I headed back to Florida with my young, fun, oblivious self and left my mother itching, scratching and wanting to kill me and my big dog too. This is where Bobo’s traveling companionship really shined - since he was the ultimate host, the fleas never bothered me. I had no idea he had fleas until my mother told me. I never saw a flea in either my car or apartment and certainly never had one on my body…until this morning.
The last house I lived in is now a rental. I was over there this morning to take care of the yard. The grass has transitioned from its winter to summer growing schedule, but my mowing schedule hasn’t caught up yet. The lawn was starting to overtake the garden bed that lines the front walkway. As I pulled back some of the grass, my legs were suddenly covered with black bugs. I quickly brushed them off, completely disgusted by the swarm action but still unaware of what they were.
After the lawn was mowed, I realized whatever they were had feasted on my legs. There were so many red splotches that they looked more like a rash than bug bites. But it wasn’t until I got Luke from the backyard that I knew they were fleas. Bobo was all black; Luke has enough white fur to spot fleas from a distance. Still, there’s always a hint of denial in situations such as these, so I gave his back a good back and forth rub with both hands to see if the black specks were just dirt. He does love rolling around in stuff.

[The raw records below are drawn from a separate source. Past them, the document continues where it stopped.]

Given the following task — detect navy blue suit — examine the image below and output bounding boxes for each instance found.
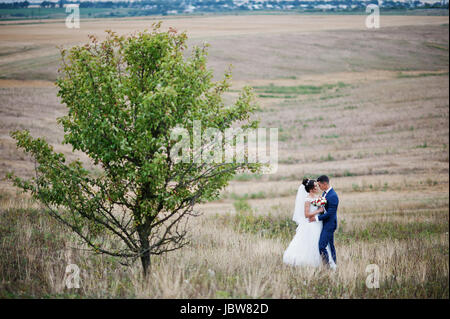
[317,188,338,265]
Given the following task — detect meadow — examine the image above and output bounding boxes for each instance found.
[1,8,448,21]
[0,14,448,298]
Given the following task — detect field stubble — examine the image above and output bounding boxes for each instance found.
[0,15,448,298]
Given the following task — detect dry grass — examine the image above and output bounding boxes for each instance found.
[0,195,447,298]
[0,15,448,81]
[0,15,448,298]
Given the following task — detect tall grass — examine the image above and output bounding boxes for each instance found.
[253,82,348,96]
[0,195,447,298]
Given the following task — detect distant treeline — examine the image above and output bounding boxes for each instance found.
[0,1,30,8]
[0,0,448,14]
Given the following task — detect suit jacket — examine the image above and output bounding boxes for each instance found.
[318,188,338,231]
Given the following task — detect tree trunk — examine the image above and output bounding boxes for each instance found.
[140,251,151,277]
[138,228,151,277]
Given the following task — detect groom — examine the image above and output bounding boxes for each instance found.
[309,175,338,269]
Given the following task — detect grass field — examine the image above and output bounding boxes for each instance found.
[0,14,448,298]
[0,8,132,20]
[0,8,448,21]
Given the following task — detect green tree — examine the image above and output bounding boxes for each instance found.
[7,23,261,276]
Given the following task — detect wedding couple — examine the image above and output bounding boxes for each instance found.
[283,175,338,270]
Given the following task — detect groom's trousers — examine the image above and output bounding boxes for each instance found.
[319,228,337,265]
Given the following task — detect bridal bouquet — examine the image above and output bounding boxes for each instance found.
[311,196,327,207]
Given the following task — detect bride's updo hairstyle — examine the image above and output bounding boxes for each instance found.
[302,178,309,187]
[305,179,316,193]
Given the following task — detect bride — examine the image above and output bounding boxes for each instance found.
[283,178,335,268]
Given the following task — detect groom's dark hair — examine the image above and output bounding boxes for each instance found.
[317,175,329,183]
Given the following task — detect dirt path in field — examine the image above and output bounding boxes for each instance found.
[0,79,55,88]
[1,70,447,89]
[231,70,449,88]
[1,15,448,44]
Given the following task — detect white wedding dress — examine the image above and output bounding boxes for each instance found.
[283,185,335,268]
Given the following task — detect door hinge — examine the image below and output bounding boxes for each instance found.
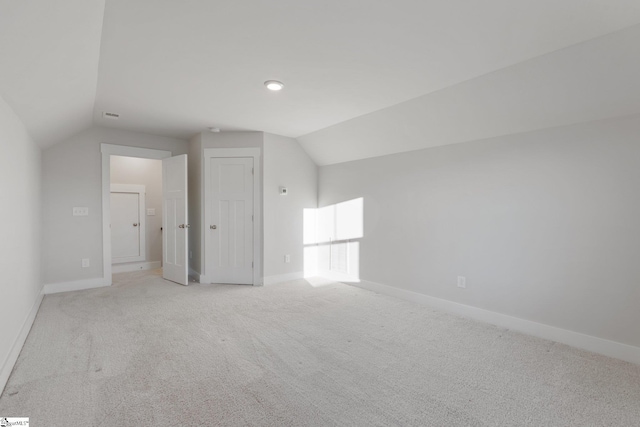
[252,262,254,268]
[252,167,254,175]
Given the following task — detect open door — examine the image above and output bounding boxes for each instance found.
[162,154,188,285]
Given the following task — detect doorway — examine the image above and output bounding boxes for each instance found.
[110,157,161,272]
[100,144,189,286]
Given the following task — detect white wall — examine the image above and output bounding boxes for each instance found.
[318,115,640,349]
[200,131,264,149]
[110,155,163,265]
[0,95,42,392]
[263,133,318,284]
[42,127,187,286]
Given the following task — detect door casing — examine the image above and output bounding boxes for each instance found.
[101,144,173,286]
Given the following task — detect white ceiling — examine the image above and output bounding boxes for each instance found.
[0,0,105,147]
[2,0,640,156]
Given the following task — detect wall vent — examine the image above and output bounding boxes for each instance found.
[102,111,120,120]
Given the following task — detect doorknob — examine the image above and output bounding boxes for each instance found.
[178,224,184,228]
[210,225,217,230]
[133,223,138,227]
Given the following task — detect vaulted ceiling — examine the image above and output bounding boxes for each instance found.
[2,1,640,164]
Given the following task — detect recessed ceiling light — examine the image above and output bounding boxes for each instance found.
[208,127,221,133]
[264,80,284,91]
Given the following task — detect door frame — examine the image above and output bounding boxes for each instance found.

But dirt doesn’t bite, and I could feel the fleas on my hands and wrists. He couldn’t get in the car; he was completely covered. So thinking I was flea-free, I left Luke in the backyard and drove to the house to get his shampoo. This is the text I sent John while stopped at the very first light just around the corner, “I’m freaking out…I have fleas. They’re on me!” There was one on my sock and another on my shoulder laddering up to my hair.

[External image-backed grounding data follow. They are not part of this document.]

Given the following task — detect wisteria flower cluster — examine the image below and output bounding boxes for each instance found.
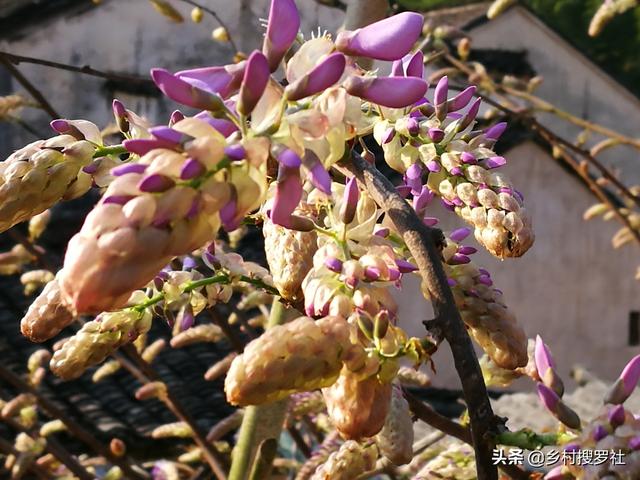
[1,0,637,479]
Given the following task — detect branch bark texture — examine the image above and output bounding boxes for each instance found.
[342,152,498,480]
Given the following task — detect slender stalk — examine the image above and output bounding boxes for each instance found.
[93,144,127,158]
[119,346,229,480]
[228,298,291,480]
[495,429,561,450]
[343,152,498,480]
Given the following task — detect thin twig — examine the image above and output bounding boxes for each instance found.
[175,0,240,54]
[342,152,498,480]
[0,53,60,119]
[0,364,149,479]
[0,51,153,86]
[119,345,229,480]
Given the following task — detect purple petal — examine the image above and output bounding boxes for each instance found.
[151,68,225,111]
[374,227,389,237]
[543,466,567,480]
[224,144,247,160]
[459,97,481,130]
[111,163,148,176]
[270,165,302,227]
[450,166,464,176]
[150,126,185,144]
[396,259,418,273]
[405,50,424,78]
[123,138,180,155]
[423,216,439,227]
[112,99,127,118]
[485,122,508,140]
[391,59,404,77]
[457,246,477,255]
[364,266,381,281]
[620,355,640,398]
[335,12,424,61]
[485,156,507,169]
[449,253,470,265]
[608,404,626,427]
[237,51,270,116]
[448,86,476,111]
[426,159,441,173]
[50,119,84,140]
[325,257,343,273]
[428,128,444,143]
[537,383,560,413]
[175,65,238,98]
[405,163,423,194]
[477,274,493,286]
[169,110,185,125]
[534,335,555,378]
[593,425,608,442]
[285,52,346,101]
[308,160,332,194]
[103,195,135,205]
[629,436,640,450]
[413,186,434,214]
[381,127,396,145]
[186,195,202,219]
[434,76,449,106]
[138,173,175,193]
[461,152,476,164]
[263,0,301,72]
[344,75,428,109]
[219,198,239,231]
[449,227,471,243]
[340,177,359,224]
[407,117,420,136]
[182,257,198,270]
[277,148,302,168]
[180,158,206,180]
[194,111,239,137]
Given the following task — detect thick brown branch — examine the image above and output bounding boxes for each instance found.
[405,392,529,480]
[342,152,498,480]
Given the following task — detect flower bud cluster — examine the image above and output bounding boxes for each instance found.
[372,77,534,259]
[225,315,364,406]
[443,231,528,369]
[263,203,318,301]
[50,292,153,379]
[58,117,266,314]
[375,386,414,465]
[310,440,378,480]
[20,275,75,343]
[0,134,95,233]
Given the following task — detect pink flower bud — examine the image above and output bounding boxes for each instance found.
[112,99,129,132]
[344,75,428,109]
[150,126,187,144]
[335,12,424,61]
[285,52,346,101]
[434,75,449,106]
[364,266,381,281]
[449,253,470,265]
[485,156,507,169]
[219,197,239,231]
[276,148,302,168]
[237,51,270,115]
[461,152,476,164]
[325,257,343,273]
[396,259,418,273]
[534,335,555,378]
[340,177,359,224]
[151,68,227,111]
[449,227,471,242]
[405,163,423,194]
[270,161,302,228]
[485,121,508,140]
[423,216,439,227]
[50,119,84,140]
[544,465,569,480]
[138,174,175,193]
[262,0,300,72]
[224,144,246,160]
[457,246,477,255]
[608,404,626,428]
[459,97,481,131]
[413,186,434,214]
[405,50,424,78]
[194,111,239,137]
[169,110,185,126]
[111,163,147,176]
[381,127,396,144]
[448,86,476,111]
[428,128,444,143]
[605,355,640,405]
[180,158,206,180]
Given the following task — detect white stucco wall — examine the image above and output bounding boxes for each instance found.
[396,141,640,390]
[469,6,640,185]
[0,0,344,153]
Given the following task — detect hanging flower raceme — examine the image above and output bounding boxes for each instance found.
[224,315,366,406]
[58,118,266,314]
[375,385,414,466]
[0,126,97,233]
[20,275,75,343]
[442,228,528,369]
[373,76,534,259]
[50,292,153,379]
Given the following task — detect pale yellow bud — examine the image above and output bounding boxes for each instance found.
[190,6,203,23]
[212,26,230,42]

I stripped at the door and immediately showered. I gathered Luke’s bath supplies and sprinkled Borax in my car to dry out any potential eggs. I thought I was safe. Once again, I’m stopped at a light and there it is - one lone flea lurking above the visor and my head. But Luke had it far worse than a few lingering fleas. It took three vigorous scrub downs at the rental house to get them all off and when we got home I saw two more. It was straight to the tub for Lukey.
Luke was traumatized by the bathing; I’m traumatized by the phantom itching. It doesn’t matter that we’re showered and flea-free; my skin is still crawling. So this is for my mother: I’m sorry. Although it was said 10+ years ago, I’ve never meant it more than today.